Asim, o OGC define especificações, ou padrões (como o WMS, WFS, WCS, etc) aos quais produtos e serviços precisam se adequar para que a interação entre diversas fontes de dados e informações espaciais seja facilitada, independente de fatores como a plataforma utilizada. A partir de agora vamos começar a compreender três das especificações do OGC.

WEB MAP SERVICES (WMS)

O padrão WMS define um serviço para a produção de mapas que serão apenas uma representação visual dos dados espaciais e não os dados em si. Estas representações serão geradas no formato de imagem, como JPEG, PNG e GIF ou em formato vetorial, como o Scalable Vector Graphics (SVG).

Este padrão especifica como o cliente deve requisitar as informações para o servidor e como este deve responder ao cliente. As operações WMS podem ser realizadas a partir de um navegador comum que fará a submissão das requisições sob a forma de uma URL.

É importante destacarmos que o conteúdo da URL dependerá da operação solicitada.

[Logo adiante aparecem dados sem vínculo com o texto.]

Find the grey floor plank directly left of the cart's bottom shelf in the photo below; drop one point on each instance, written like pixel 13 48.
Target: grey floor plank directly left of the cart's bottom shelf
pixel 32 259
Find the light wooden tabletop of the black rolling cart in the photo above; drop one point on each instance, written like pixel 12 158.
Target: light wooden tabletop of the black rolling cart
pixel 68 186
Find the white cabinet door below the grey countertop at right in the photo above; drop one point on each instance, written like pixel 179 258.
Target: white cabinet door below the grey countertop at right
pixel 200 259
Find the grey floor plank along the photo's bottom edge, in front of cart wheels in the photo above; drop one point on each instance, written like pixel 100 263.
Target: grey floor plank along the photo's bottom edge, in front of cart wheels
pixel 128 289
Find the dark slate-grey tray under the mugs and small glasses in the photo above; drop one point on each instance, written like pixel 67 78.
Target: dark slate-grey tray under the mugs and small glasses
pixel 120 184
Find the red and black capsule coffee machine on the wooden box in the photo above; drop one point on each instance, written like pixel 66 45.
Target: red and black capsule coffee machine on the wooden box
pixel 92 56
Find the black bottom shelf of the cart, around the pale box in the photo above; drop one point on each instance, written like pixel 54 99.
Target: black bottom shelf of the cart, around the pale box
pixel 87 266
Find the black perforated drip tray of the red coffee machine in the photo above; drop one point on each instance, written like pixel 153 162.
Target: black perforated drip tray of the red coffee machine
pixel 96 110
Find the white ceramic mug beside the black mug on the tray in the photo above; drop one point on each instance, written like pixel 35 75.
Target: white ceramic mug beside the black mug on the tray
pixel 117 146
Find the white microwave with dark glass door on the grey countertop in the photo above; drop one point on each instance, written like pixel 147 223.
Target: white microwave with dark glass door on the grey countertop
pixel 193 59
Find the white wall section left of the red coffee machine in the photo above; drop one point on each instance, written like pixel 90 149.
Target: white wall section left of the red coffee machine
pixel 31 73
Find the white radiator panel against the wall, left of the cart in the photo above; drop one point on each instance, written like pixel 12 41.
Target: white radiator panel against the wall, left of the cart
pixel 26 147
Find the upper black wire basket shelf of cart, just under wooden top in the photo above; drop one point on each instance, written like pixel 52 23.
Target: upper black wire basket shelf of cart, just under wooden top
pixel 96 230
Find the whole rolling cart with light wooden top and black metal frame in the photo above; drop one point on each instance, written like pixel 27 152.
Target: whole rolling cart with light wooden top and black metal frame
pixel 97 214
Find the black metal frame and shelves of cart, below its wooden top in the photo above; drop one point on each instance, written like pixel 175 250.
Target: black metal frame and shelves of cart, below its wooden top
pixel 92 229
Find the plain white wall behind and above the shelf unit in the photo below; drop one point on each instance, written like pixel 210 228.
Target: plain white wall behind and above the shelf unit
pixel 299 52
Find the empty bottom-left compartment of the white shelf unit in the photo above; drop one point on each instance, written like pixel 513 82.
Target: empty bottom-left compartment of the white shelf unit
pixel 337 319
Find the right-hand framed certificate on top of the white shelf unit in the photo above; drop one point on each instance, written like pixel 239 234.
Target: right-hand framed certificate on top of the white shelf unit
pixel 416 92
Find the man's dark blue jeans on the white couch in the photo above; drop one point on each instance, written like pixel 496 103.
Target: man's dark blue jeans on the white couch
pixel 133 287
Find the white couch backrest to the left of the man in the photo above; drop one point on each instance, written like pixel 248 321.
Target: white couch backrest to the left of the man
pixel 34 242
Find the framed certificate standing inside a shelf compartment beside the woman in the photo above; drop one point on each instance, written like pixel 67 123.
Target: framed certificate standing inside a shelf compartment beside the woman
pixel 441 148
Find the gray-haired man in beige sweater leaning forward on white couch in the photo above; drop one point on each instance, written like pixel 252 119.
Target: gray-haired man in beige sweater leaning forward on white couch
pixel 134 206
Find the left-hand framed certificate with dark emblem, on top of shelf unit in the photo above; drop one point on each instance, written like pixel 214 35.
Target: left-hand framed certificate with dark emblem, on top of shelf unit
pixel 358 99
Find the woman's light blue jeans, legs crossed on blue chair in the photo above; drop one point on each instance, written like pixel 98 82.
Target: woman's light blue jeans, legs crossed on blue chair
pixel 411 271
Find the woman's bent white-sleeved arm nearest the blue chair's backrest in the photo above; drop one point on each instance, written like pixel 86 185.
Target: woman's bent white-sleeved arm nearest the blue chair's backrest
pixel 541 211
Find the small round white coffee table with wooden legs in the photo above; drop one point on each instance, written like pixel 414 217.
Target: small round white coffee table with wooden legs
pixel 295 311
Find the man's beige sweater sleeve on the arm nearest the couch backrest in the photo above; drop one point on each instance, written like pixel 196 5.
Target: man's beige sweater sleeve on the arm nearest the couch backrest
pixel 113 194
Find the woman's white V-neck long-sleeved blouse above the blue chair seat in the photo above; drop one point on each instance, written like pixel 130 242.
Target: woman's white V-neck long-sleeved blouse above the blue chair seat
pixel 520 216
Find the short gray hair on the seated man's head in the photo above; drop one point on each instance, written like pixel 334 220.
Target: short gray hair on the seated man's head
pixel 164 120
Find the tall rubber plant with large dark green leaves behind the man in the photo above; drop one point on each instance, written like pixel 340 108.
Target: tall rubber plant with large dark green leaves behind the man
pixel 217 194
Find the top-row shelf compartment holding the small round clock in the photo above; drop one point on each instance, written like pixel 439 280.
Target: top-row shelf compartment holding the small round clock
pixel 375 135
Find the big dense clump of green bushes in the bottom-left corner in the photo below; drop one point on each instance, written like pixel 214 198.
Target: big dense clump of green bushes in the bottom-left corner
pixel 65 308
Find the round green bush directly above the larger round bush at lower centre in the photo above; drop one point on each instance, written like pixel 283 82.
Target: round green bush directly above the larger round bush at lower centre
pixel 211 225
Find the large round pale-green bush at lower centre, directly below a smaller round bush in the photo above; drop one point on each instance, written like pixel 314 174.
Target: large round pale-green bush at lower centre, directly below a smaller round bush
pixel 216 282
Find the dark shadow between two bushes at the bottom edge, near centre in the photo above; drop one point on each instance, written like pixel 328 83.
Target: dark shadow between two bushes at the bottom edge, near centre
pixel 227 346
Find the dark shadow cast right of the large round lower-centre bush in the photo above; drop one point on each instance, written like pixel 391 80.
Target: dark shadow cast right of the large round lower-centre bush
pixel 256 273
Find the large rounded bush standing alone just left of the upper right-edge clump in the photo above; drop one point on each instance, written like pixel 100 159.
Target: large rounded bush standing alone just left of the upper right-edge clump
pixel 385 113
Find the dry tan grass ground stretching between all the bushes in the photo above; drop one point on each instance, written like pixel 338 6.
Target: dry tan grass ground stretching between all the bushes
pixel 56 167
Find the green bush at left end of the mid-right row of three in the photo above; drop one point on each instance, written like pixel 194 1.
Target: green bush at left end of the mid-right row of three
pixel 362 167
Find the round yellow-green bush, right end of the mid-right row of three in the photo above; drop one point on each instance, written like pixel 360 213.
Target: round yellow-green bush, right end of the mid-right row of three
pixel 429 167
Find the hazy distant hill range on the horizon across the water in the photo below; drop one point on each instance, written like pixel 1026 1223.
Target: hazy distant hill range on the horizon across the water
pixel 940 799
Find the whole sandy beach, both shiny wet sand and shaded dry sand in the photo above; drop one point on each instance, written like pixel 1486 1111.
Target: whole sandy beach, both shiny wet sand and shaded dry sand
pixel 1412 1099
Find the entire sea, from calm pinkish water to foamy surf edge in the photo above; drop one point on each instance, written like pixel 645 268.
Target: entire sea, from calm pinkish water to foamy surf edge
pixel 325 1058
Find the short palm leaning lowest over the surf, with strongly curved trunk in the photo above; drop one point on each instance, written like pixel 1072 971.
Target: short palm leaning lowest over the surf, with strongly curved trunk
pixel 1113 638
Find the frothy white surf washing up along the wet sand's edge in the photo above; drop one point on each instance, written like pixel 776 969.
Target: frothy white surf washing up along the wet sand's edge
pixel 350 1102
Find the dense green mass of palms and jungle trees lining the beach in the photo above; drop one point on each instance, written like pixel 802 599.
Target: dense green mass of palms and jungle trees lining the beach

Em outras palavras, através da URL, indica-se qual a informação que deve ser exibida (região geográfica e dado de interesse), bem como o sistema de referência espacial, além das características da imagem de saída (altura e largura).

WEB FEATURE SERVICE (WFS) E WEB COVERAGE SERVICE (WCS)

A especificação de serviço WFS define um serviço para que clientes possam recuperar feições especiais em formato GML (você terá mais detalhes sobre GML na segunda parte desta série sobre o OGC).  O WFS pode ser implementado pelo servidor em duas versões:

  • Básica – Neste caso, basicamente funções de consulta ficam disponíveis, ou
  • Transacional – Implementa o serviço completo, incluindo operações de inserção, deleção, edição e, claro, consulta à objetos espaciais.

Assim, podemos afirmar que o WFS apresenta maior interatividade que o WMS, pois este primeiro possibilita não apenas a visualização das feições geográficas, mas também sua manipulação.

o padrão WCS define o acesso aos dados que representam fenômenos com variação contínua no espaço. Este serviço é especificado para
tratamento de dados modelados como geocampos.

BREVES COMPARAÇÕES ENTRE OS PADRÕES WMS, WFS E WCS

Uma diferença marcante entre o WMS e o WCS é que este último retorna ao usuário dados sobre a semântica original dos fenômenos representados, ao invés de imagens. Em outras palavras, o WCS fornece os dados disponíveis de imagens, juntamente com detalhes descritivos sobre as mesmas, como a grade.

Já em uma comparação entre o WFS e o WCS notamos que o primeiro retorna os chamados geo-objetos, já no caso do WCS retorna geocampos, conforme mencionado anteriormente.

Assim, chegamos a conclusão de que o serviço WCS pode ser utilizada para enquadrar aplicações do Sensoriamento Remoto (pois em geral o SR está relacionado com geocampos) no contexto da interoperabilidade.

CONCLUSÕES E O QUE O FUTURO NOS RESERVA

Dessa nossa breve análise sobre estes três dos diversos padrões do OGC podemos notar que cada um terá sua aplicabilidade, sendo interpretado e explorado de maneira diferente dependendo dos objetivos de seu projeto.

Programas como o gvSIG e o Udig permitem interações com webservices que sigam as especificações WMS, WFS e WCS. Na segunda parte desse post veremos mais sobre as padrões da OGC, com ênfase nas especificações GML, SLD e KML.